Tuesday, September 8, 1998

A Japanese-Owned RP Flag Carrier

Today
September 8, 1998
Opinion
Alvin Capino

'The Civil Aeronautics Board has recommended to Malacañang the designation as a Philippine flag carrier of a fly-by-night outfit owned by shady Japanese investors.'

THE case of CLA Air Transport Inc., a recently organized cargo carrier, has confirmed once again the inutility of the Civil Aeronautics Board to serve as the country’s aviation watchdog. 

Once can only surmise the reasons why the board gave CLA a temporary operating permit on March 9 and even recommended to Malacañang the designation of the carrier as a Philippine flag carrier.

From all indications, the company is a fly-by-night operation owned by a group of shady Japanese investors out for a fastbuck.

Records of the Securities and Exchange Commission show that, based on the papers filed by CLA, it is 49-percent owned by IASS Co. Ltd., a Japanese company.  The rest of the stocks are reportedly owned by Filipino companies and individuals.  Questions have been raised on the ability of the Filipino investors listed to put up the money they were supposed to have invested in CLA.  Suspicions have been raised that the Filipinos are  merely dummies or fronts for the Japanese.

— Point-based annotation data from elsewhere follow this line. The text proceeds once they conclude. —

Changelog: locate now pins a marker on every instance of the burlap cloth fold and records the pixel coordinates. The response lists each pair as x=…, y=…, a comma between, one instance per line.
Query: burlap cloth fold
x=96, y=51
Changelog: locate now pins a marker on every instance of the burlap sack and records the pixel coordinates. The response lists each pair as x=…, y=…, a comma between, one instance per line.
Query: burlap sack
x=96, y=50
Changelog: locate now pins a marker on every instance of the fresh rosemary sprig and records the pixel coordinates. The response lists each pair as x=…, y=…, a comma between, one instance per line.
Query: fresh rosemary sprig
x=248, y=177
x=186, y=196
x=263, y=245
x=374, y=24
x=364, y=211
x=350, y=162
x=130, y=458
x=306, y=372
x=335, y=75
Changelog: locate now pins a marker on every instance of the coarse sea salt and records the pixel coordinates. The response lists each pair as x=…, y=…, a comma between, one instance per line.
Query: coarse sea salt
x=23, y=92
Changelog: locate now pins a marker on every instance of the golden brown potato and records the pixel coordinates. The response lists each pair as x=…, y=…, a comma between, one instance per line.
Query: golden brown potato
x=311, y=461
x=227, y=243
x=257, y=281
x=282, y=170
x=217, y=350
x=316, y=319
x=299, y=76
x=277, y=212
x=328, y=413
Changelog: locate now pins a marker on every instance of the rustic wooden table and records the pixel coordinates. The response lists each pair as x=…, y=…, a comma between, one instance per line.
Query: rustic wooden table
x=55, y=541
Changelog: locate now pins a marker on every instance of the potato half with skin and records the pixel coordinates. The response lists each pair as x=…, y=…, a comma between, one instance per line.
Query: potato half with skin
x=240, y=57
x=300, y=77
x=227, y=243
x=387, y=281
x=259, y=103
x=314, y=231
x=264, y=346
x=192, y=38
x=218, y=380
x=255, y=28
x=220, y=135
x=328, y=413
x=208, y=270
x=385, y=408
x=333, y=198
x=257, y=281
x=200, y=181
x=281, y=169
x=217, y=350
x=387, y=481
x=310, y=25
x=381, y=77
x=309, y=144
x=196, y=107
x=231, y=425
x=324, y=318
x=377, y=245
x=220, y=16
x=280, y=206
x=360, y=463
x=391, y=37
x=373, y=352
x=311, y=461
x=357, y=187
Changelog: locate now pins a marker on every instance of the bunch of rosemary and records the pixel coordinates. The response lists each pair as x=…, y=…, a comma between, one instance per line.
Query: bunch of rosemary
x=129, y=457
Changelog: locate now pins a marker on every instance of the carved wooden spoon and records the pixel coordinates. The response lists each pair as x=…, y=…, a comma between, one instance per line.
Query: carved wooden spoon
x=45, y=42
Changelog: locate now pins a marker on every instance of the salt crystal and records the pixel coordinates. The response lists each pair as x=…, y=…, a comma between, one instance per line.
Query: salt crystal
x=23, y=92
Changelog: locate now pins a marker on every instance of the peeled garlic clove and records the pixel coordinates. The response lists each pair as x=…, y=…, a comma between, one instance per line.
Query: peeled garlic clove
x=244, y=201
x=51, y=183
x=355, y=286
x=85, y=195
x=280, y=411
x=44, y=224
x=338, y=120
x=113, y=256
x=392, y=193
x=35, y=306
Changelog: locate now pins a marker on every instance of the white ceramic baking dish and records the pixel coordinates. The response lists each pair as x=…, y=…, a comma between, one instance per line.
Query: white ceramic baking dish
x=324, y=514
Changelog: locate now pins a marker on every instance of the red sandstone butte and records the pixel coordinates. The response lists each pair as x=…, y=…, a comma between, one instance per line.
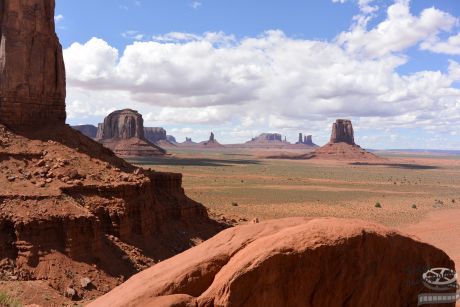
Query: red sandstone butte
x=70, y=210
x=288, y=262
x=342, y=145
x=123, y=132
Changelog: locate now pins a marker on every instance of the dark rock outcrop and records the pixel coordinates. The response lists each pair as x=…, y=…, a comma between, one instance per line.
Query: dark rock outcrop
x=88, y=130
x=123, y=133
x=32, y=73
x=288, y=262
x=342, y=132
x=155, y=134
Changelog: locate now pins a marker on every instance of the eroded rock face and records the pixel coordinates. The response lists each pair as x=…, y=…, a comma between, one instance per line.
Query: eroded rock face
x=69, y=208
x=88, y=130
x=123, y=133
x=342, y=132
x=171, y=139
x=268, y=137
x=288, y=262
x=155, y=134
x=123, y=124
x=32, y=73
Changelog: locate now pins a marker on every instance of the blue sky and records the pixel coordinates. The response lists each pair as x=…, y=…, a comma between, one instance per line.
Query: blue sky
x=241, y=68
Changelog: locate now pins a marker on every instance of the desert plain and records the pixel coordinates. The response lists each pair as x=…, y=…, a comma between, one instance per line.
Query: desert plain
x=418, y=193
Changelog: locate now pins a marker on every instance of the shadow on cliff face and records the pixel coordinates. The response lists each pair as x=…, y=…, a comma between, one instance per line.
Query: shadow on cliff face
x=398, y=165
x=192, y=161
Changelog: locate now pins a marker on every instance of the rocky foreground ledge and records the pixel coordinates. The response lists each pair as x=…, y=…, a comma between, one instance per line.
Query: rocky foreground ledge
x=75, y=215
x=288, y=262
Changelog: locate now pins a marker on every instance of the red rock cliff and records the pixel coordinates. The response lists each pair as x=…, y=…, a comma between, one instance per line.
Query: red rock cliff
x=32, y=74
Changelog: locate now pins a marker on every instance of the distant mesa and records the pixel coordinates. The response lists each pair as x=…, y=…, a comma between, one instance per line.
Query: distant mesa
x=123, y=133
x=157, y=135
x=88, y=130
x=286, y=262
x=306, y=140
x=32, y=73
x=71, y=210
x=342, y=132
x=188, y=143
x=171, y=139
x=342, y=144
x=212, y=142
x=266, y=138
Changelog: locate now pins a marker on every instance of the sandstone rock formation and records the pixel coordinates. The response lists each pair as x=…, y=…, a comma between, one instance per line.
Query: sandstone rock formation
x=211, y=143
x=155, y=134
x=123, y=133
x=123, y=124
x=342, y=131
x=342, y=145
x=288, y=262
x=306, y=140
x=32, y=74
x=100, y=129
x=70, y=210
x=266, y=137
x=88, y=130
x=171, y=139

In issuing a permit to the cargo carrier, the CAB missed one important point: that the 49-percent Japanese equity in the company already disqualifies CLA from carrying out air transport activities as a Philippine flag carrier.  This prohibition is clearly stated in Article 12, Section 11, of the Constitution, which states: “No franchise, certificate or any other form of authorization for the operation of a public utility shall be granted except to citizens of the Philippines or to corporations organized under the laws of the Philippines at least 60 percent of whose capital is owned by such citizens.”

It would have been understandable, although still illegal, if the beneficiary of the CAB’s generosity were a world-class airline and there is no local carrier capable of matching it.  But what kind of airline is CLA?

CLA officials will admit that it does not own a single aircraft.  It does not have a single pilot.  It has not mounted a single flight in its one and a half years of existence.  In other words, CLA is an airline existing only on paper.

CLA might have no credentials as an airline, but what it clearly and undeniably has are powerful and influential backers.  Its six-month temporary permit expires on September 9; the CAB is entertaining its  request for extension.  One can only guess who is behind CLA that the CAB is willing to bend over backward for it even to the extent of condoning the blatant violation of our laws.

Only in the Philippines can such a thing happen.